This abandonment is not comparable to the sublimation of the romantic absolute (neither is it a question of comparing it within the frame of this reflection). Perhaps the abandonment to exteriority engenders a somewhat more modest disposition (at least in its first formulation) , despite the great depth, as if it were the restoration of the relationship with exteriority through what we could call a lesson from childhood: the discovery within the concrete of the animacy of everything, of that which palpitates and which we could associate with an exteriorial unconscious. By this we think of exteriority as an indeterminate sphere that could contain its own unconscious, or rather, its own animate life, pulsating within concrete objects, spaces and places; and we encounter these items at a limit which this collective essay defines as the one distinguished by the outskirts (and what comes thereafter). This is the reason why exteriority can't be confused with nature, or otherwise we would be obliged to include within our interventions for example a reflection on the ecological phenomena in its broadest sense, which is not the case here.
Through confining our thought to the outskirts – to those urban spaces on the fringe – we conclude our interventions in a certain way by trying to focus on these specific objects, spaces and places, while deliberately setting aside surrealism's historic interests such as the ones relative to the encounter, objective chance, wandering, unconditional waiting, etc.
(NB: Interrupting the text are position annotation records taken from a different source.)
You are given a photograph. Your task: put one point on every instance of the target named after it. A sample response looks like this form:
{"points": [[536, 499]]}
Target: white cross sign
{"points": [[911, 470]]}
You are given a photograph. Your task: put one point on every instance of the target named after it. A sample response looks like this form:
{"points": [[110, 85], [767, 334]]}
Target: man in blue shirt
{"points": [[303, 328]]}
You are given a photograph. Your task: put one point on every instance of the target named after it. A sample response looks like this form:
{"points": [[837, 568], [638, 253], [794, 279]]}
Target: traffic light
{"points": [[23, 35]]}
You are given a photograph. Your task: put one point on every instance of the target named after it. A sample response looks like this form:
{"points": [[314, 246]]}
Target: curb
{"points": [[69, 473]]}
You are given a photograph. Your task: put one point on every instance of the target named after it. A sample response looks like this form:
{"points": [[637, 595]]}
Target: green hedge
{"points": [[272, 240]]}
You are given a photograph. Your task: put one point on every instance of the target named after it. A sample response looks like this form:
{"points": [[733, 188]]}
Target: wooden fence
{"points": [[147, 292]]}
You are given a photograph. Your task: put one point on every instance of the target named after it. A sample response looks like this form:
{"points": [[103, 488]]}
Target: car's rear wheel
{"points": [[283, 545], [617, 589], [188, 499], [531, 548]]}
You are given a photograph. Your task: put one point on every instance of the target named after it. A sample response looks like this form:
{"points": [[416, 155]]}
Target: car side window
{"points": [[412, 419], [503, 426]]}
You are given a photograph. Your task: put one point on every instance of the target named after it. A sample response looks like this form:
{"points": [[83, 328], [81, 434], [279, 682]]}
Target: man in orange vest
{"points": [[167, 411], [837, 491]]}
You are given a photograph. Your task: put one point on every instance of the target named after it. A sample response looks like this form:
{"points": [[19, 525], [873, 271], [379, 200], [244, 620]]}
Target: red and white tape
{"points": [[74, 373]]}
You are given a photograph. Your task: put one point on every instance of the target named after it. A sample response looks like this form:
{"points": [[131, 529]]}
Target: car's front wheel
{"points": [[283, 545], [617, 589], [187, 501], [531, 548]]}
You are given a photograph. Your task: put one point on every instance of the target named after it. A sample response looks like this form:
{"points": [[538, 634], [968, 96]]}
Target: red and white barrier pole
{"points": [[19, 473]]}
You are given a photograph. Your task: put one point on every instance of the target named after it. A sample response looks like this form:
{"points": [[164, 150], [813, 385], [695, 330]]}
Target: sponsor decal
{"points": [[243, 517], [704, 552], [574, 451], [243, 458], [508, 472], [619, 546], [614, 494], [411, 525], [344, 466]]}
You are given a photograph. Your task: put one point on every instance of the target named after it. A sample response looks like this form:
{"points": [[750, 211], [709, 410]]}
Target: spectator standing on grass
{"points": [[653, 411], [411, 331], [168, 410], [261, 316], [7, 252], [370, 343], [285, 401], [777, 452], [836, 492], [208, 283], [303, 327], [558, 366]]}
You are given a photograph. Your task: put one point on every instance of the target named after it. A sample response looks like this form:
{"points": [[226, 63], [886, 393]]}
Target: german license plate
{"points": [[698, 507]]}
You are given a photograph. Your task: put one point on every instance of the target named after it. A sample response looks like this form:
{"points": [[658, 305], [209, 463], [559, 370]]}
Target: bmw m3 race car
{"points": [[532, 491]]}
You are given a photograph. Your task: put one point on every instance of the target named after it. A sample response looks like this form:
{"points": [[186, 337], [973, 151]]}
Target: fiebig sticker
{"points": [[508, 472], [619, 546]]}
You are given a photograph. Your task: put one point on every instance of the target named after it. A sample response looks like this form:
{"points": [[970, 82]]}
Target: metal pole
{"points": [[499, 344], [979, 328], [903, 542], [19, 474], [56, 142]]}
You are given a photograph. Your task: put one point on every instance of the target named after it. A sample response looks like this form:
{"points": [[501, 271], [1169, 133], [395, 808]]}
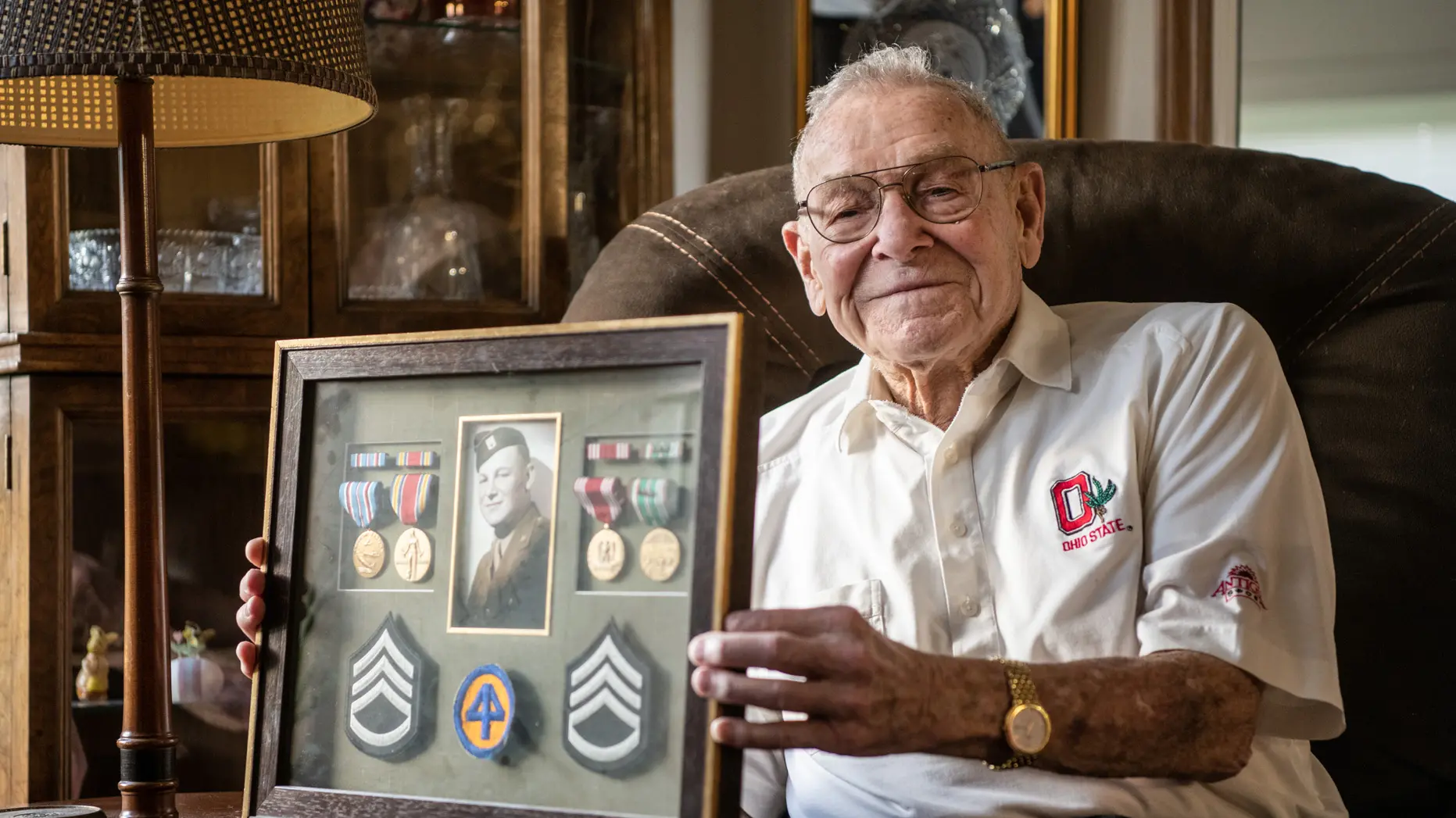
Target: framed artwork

And by situating this thought beyond the outskirts, we dare to cross the bridge where the ghosts come to meet us (2), to find ourselves before everything that lives not according to the predeterminations of history, but which flows with the generative force of original ambiguity.The following texts and images retrace the development of this growing concern that has emerged in certain parts of the international surrealist movement since the early 1990's, and which represent the concretization of specific investigations.
It is our hope that this book – and especially the reflections and points of view expressed in the most recent writings (3) – not only contributes to the enrichment and actualization of the surrealist experience, but above all will inspire the reader to deepen them in concrete life.